Plan to stop gas supply to power, cement units: New fuel policy prepared



By Our Staff Reporter


ISLAMABAD, May 1: The government has decided not to provide gas to the cement sector in future and divert additional gas supplies away from Wapda, KESC and independent power producers (IPPs) after 2011, owing to gas shortfalls.

This is part of the new fuel policy approved by Prime Minister Shaukat Aziz a few days ago. The policy will be formally announced soon to enable investors to make their plans accordingly, a senior official of the petroleum ministry told Dawn.

As a result, the government will now give top priority to develop power plants based on hydel, coal and nuclear resources to meet energy requirements of a growing economy.

Moreover, if the gas import plans cannot be implemented and gas supplies remain limited to LNG imports in the next five years, the new thermal power plants will be based on furnace oil with the provision that these could be switched over to gas at a later stage. This will, however, put additional foreign exchange burden on the import of fuel.

The policy has also clearly defined the order of priority for all sectors for additional gas supplies. The policy has been prepared on the basis of an integrated analysis of Wapda and KESC systems, scheduled development of hydel, coal and nuclear energy projects and expected low water availability during dry period.

The economic analysis of various competing fuels indicate that natural gas and LNG will cost $6 per mmbtu (million British thermal unit) against the current rate of about $3.5 per mmbtu, while fuel oil will cost $8.1 per mmbtu. The cost of Naptha and high-speed diesel has been estimated at $1.4 and $12.6 per mmbtu.

As such, domestic and commercial consumers will get top priority for gas supplies, followed by fertiliser and related industrial consumption.

Third priority has been given to IPPs and the power plants of Wapda and KESC already having firm gas supply commitments under the gas supply agreements while CNG-stations, captive power for export oriented textile units and general industrial sector have been placed at the fourth priority.

The 5th preference will be given to Wapda and KESC’s power plants other than those with existing firm commitments. The last priority has been given to the cement sector, which means that gas will not be provided to this sector in future.

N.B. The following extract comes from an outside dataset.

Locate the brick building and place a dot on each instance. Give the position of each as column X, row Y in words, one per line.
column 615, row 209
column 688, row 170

The policy envisages that after meeting existing supply commitments and other priority sectors, natural gas for new IPPs will not be available after 2011.

This situation will remain intact even after materialisation of 500 MMCFD (Million cubic feet per day) liquefied natural gas (LNG) import by 2010 and hence additional supplies would be diverted to other priority sectors. Further, the gas supplies to Wapda and KESC plants above the existing commitments will also be diverted to other sectors after 2010.

Moreover, CNG stations, captive power and general industrial sector will start running short of gas from fiscal year 2015.